US Senator Ted Cruz says he will spearhead a drive by nearly a dozen Republican senators to challenge President-elect Joe Biden’s victory when Electoral College results are tallied in Congress on 6 January – a largely symbolic move that has virtually no chance of preventing Mr Biden from taking office.
Mr Cruz's effort is in defiance of Senate Republican leaders, who have argued that the Senate's role in certifying the election is largely ceremonial and had been looking to avoid an extended debate on the floor about the outcome.
In a statement, Mr Cruz, the US senator from Texas, and the other 10 senators said they intend to vote to reject electors from states that have been at the centre of President Donald Trump’s unproven assertions of election fraud.

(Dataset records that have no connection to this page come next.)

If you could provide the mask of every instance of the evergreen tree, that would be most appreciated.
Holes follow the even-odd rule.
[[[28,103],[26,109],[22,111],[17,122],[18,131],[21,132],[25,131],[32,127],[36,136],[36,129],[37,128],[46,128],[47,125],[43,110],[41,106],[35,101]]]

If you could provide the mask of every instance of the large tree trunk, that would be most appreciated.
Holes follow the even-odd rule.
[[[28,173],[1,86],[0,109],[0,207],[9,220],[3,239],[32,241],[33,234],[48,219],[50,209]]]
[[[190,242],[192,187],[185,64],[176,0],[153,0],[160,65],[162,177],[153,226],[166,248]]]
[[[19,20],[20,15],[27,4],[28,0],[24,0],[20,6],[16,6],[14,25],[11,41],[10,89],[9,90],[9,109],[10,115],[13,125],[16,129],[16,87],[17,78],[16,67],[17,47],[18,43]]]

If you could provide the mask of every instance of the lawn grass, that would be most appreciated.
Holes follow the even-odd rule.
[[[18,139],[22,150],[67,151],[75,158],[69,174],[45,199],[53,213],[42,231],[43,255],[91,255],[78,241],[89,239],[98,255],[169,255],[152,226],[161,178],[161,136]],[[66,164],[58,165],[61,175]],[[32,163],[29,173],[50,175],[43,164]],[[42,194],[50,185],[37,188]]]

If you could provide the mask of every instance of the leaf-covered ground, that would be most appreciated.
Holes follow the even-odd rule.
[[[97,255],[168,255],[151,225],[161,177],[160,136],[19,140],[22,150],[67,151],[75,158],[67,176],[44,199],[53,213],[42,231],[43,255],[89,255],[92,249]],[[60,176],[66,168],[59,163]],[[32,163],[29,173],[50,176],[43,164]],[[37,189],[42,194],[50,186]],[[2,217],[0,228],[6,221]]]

They said Congress should immediately appoint a commission to conduct an emergency 10-day audit of election results in those states.
"Once completed, individual states would evaluate the commission's findings and could convene a special legislative session to certify a change in their vote, if needed," they said.

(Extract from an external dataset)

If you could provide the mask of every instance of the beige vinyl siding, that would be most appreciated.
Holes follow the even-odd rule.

It was not immediately clear which states would be subject to the proposed audit, Mr Cruz's office said.Mr Biden's transition team did not immediately respond to a request for comment. He is set to be sworn into office on 20 January.
US President Donald Trump greets US Senator Ted Cruz at Ellington Field Joint Reserve Base in Houston, Texas, in 2018. Source: AFP
The push for an audit is a "political stunt" that will not affect the outcome of the election, said Derek Muller, a law professor at the University of Iowa.
Mr Muller said that, while the 1887 law governing how lawmakers validate the election is murky, most scholars believe that Congress lacks the legal authority to require the audit.
Even if lawmakers had that power, a majority of both chambers would need to support the audit, and there is virtually no chance of the proposal having that level of support, he said.
Mr Biden beat Mr Trump by a 306-232 margin in the Electoral College.
Under the Electoral College system, "electoral votes" are allotted to states and the District of Columbia based on their congressional representation.
Mr Trump has been encouraging Republicans to prevent Mr Biden from taking office, although there is no viable mechanism for them to do so.
Legal challenges by Mr Trump and his allies in the courts to overturn the election results have met with resounding failure. On Friday, a federal judge threw out a lawsuit brought by Representative Louie Gohmert that sought to allow Vice President Mike Pence, who presides over the Congressional tally, to declare Mr Trump the victor on 6 January.
The effort by Mr Cruz and other Republicans comes days after US Senator Josh Hawley of Missouri became the first sitting member of the Senate to announce he would challenge the election result.
A number of Republicans in the US House of Representatives also plan on contesting the vote tally.
Mr Cruz was joined in the statement by Senators Ron Johnson, James Lankford, Steve Daines, John Kennedy, Marsha Blackburn, Mike Braun, along with Senators-elect Cynthia Lummis, Tommy Tuberville, Bill Hagerty, and Roger Marshall, all of whom will be sworn in as senators on Sunday in the new Congress.
Several Republicans senators have said they do not support any effort to derail the certification of the Electoral College vote.
Majority Leader Mitch McConnell, the Senate’s top Republican, acknowledged Mr Biden’s victory on 15 December and has urged other Senate Republicans to refrain from objecting on 6 January.
In Mr Cruz's statement, the senators said they did not necessarily expect their gambit to succeed.
"We are not naïve. We fully expect most if not all Democrats, and perhaps more than a few Republicans, to vote otherwise," they said.